See, a community knows about new hardware more, because 
they pay for it. They do not pay developers and therefore do not 
know what software optimizations were introduced. And we did 
solve many problems by introducing software optimizations. 
So far, operation of Wikimedia cluster is a pure victory.

...
  Yes, blindly hacking away, disabling useful functions
at random, 
 instead of analyzing where the bottlenecks were.  It was very 
 embarrasing to watch.  The growth numbers in 2002-2003 for 
 susning.nu (which still runs on a single server) show what 
 software optimization can do, should you have chosen that path. 
What we have now is content produced by massive 
collaboration with a small export of it via our caches 
to the open world. 

Sir, we have profiling information. We know where our bottlenecks are. 
We deal with those bottlenecks. I know how to do software optimization 
for websites, though. Remove as much magic as possible, use very simplistic 
methods, ...We could serve whole website as HTML files from single 
Pentium4 box at gigabit speeds.
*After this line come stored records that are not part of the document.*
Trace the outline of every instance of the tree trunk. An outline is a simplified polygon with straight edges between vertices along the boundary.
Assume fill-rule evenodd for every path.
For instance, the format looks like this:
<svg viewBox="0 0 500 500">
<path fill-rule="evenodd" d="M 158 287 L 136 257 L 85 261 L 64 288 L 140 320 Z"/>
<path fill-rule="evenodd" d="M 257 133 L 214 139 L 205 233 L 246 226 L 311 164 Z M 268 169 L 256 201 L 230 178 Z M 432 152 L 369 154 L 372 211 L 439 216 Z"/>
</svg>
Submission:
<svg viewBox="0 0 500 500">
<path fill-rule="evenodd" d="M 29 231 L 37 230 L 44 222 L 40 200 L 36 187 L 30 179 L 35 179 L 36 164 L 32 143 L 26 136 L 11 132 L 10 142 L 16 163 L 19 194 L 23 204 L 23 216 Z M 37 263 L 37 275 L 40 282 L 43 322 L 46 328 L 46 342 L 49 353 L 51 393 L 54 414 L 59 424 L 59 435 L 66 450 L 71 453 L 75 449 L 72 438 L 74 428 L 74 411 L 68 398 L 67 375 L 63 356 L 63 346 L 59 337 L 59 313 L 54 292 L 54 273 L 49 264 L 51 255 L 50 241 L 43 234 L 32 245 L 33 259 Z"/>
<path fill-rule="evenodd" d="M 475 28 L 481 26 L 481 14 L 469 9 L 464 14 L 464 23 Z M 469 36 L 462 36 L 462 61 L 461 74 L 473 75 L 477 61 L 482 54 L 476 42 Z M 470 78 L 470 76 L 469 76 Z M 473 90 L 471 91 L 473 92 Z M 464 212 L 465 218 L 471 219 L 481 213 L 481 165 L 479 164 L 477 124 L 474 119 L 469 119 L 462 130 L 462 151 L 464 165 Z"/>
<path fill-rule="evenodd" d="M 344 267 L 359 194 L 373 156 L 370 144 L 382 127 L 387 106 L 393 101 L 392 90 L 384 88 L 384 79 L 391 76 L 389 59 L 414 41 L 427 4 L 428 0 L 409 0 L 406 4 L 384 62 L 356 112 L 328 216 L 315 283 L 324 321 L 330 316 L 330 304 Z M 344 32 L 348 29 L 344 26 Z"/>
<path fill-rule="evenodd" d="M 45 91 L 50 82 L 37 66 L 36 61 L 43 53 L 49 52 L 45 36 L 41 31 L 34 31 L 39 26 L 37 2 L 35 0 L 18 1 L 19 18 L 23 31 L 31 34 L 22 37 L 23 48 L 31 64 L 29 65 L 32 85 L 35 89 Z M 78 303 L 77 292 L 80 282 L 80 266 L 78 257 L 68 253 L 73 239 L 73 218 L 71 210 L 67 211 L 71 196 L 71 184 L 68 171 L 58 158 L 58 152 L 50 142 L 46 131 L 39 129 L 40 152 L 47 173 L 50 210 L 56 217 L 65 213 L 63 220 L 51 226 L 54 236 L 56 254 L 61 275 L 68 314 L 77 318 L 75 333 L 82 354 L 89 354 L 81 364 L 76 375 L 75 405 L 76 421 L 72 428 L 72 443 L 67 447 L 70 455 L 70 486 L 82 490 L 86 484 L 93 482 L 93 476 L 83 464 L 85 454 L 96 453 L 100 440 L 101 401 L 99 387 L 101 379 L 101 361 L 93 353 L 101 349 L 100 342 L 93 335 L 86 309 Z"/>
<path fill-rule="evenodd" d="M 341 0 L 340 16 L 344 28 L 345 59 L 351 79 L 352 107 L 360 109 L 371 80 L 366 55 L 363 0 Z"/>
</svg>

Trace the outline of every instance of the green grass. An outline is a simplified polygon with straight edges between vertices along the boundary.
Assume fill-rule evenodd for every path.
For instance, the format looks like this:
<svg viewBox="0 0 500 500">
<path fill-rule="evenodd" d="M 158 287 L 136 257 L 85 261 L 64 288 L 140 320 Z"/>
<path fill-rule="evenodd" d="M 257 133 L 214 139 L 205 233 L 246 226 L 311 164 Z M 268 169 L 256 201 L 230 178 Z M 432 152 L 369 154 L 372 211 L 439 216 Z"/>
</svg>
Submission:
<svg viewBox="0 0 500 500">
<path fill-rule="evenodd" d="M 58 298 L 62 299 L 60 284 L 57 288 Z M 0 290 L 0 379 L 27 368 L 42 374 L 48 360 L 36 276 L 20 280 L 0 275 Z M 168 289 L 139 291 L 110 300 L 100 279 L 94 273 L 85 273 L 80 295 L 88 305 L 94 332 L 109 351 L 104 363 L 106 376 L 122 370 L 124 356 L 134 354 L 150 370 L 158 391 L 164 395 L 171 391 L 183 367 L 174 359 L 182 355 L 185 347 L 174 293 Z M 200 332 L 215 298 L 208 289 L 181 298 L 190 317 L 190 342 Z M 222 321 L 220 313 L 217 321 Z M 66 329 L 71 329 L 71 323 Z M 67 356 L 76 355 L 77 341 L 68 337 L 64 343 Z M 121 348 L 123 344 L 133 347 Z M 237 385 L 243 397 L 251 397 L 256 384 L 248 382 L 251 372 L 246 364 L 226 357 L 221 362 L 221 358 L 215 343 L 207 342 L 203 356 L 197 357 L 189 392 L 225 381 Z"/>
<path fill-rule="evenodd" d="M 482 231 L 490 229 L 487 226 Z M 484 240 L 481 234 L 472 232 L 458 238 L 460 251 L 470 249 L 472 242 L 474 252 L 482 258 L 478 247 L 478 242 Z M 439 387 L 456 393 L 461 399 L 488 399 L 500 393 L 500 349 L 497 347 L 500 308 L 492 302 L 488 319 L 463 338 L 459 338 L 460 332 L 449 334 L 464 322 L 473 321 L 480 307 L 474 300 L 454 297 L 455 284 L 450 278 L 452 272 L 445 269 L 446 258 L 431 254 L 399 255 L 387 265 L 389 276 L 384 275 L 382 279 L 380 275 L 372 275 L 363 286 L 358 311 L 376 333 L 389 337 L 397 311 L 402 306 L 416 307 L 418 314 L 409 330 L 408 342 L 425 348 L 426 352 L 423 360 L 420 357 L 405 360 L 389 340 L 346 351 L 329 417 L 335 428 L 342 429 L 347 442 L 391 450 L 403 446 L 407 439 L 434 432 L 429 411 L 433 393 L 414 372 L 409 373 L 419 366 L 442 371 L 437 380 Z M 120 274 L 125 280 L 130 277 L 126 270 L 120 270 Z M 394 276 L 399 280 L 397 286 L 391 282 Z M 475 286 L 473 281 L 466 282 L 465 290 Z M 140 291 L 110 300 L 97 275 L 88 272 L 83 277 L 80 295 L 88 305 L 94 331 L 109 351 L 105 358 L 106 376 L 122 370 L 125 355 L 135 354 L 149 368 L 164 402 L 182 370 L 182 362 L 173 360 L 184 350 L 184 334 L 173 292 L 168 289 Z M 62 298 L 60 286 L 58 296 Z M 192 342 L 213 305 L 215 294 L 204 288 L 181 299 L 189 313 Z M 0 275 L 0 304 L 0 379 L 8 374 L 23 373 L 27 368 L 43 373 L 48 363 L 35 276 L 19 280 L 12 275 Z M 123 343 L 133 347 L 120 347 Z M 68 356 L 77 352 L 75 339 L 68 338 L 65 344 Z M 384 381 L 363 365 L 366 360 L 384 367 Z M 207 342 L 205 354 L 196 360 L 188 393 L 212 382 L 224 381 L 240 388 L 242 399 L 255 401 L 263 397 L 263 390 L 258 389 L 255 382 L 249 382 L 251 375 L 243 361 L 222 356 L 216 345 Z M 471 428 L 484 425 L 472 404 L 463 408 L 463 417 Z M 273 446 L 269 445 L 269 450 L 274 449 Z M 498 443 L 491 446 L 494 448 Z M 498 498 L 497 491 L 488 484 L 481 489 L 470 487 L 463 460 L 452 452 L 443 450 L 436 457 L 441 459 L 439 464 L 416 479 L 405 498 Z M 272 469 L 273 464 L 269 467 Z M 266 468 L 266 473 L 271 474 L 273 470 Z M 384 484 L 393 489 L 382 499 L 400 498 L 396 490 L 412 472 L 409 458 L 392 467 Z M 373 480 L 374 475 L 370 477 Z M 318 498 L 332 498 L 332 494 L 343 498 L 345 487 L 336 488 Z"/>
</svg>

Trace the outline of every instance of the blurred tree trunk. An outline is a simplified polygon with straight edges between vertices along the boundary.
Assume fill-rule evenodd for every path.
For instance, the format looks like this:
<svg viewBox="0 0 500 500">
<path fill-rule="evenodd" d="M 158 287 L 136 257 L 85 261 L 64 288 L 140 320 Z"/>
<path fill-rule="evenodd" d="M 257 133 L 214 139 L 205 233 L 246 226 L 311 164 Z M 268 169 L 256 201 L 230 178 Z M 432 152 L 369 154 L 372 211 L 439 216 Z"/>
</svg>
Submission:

We could drop accessibility and use 
lots of AJAX for all content loading and interaction. We could use MediaWiki 
as application server instead of script. There are still lots of challenges ahead.
There are ways to do things better. 

If you have any specific ideas on how to 'optimize' all that - feel free. 
Join into #mediawiki or #wikimedia-tech channels, discuss about profiler 
output with developers, brainstorm on how things can be done better.

I also have cases in my portfolio of 'growth numbers', but none of 
them reached the scale of Wikipedia, neither in load, neither in variety 
of users, neither in size of content. And we did have bigger fulltime 
development/operations teams, budgets as well.

Cheers,
Domas